A recent study published in Science shows how simultaneous enhancement in strength and work hardening can be achieved by solely increasing the structural gradient in pure Cu.

Prof. LU Lei’s group at Institute of Metal Research, Chinese Academy of Sciences (IMR, CAS), collaborated with Prof. Huajian Gao’s group at Brown University, USA, designed and synthesized gradient nanotwinned structures with large structural gradients in pure Cu and revealed the unique strengthening behaviors and mechanisms.

It is found that as the structural gradient increases, the strength and work hardening of gradient nanotwinned Cu are simultaneously enhanced with almost constant ductility and can even exceed those of the strongest component of the gradient microstructure when the structural gradient is sufficiently large.

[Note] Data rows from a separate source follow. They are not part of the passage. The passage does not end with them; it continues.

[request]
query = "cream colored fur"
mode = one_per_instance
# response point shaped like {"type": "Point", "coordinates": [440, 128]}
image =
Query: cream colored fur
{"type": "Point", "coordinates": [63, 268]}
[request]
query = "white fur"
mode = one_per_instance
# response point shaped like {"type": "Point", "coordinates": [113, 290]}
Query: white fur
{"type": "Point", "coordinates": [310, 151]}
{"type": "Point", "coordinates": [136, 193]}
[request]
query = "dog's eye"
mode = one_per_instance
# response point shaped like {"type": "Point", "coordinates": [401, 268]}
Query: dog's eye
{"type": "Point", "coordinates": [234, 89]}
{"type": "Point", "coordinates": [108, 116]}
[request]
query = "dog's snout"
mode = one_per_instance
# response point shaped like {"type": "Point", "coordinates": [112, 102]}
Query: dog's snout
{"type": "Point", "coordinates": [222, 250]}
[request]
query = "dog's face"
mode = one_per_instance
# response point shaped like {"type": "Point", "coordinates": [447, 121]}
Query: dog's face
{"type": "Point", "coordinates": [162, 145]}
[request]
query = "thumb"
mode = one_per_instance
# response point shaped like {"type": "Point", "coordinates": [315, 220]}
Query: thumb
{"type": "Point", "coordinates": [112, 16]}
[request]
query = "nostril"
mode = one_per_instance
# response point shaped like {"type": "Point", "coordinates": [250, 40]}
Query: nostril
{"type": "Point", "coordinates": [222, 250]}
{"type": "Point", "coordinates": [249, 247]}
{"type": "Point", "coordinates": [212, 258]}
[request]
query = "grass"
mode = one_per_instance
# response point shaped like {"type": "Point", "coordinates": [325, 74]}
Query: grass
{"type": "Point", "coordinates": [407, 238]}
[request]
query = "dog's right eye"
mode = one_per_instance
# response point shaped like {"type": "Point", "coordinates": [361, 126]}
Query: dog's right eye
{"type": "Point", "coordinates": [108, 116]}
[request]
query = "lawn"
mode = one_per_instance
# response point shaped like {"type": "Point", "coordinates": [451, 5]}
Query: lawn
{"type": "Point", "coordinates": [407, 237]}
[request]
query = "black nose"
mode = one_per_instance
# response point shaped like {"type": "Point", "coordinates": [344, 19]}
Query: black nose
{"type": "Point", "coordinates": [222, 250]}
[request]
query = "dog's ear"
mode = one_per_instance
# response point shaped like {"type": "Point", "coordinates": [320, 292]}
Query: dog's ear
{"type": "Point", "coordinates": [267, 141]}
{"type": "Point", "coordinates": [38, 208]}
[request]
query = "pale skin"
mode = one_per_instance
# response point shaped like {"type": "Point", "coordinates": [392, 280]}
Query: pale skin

Such a strengthening behavior is never found in metals with homogenous or other inhomogeneous microstructures.

Microstructural characterization and massively parallel atomistic simulations were combined to find that the extra strengthening is attributed to the unique patterning of geometrically necessary dislocations in the form of bundles of concentrated dislocations uniformly distributed in grain interiors. The bundles of concentrated dislocation appear at small strains and lie along the gradient direction, and are fundamentally different from randomly distributed, statistically stored dislocations in homogeneous structures. The bundles of concentrated dislocations with ultrahigh density of dislocations act as strong obstacles to slip, help to delocalize plastic deformation inside the grains, and accelerate the work- hardening process.

The extra strengthening of gradient nanotwinned structures provides a guide for optimizing properties of metal through gradient structures.

This work is supported by the National Natural Science Foundation, the Ministry of Science and Technology of China and the Key Research Program of Frontier Science, Chinese Academy of Sciences.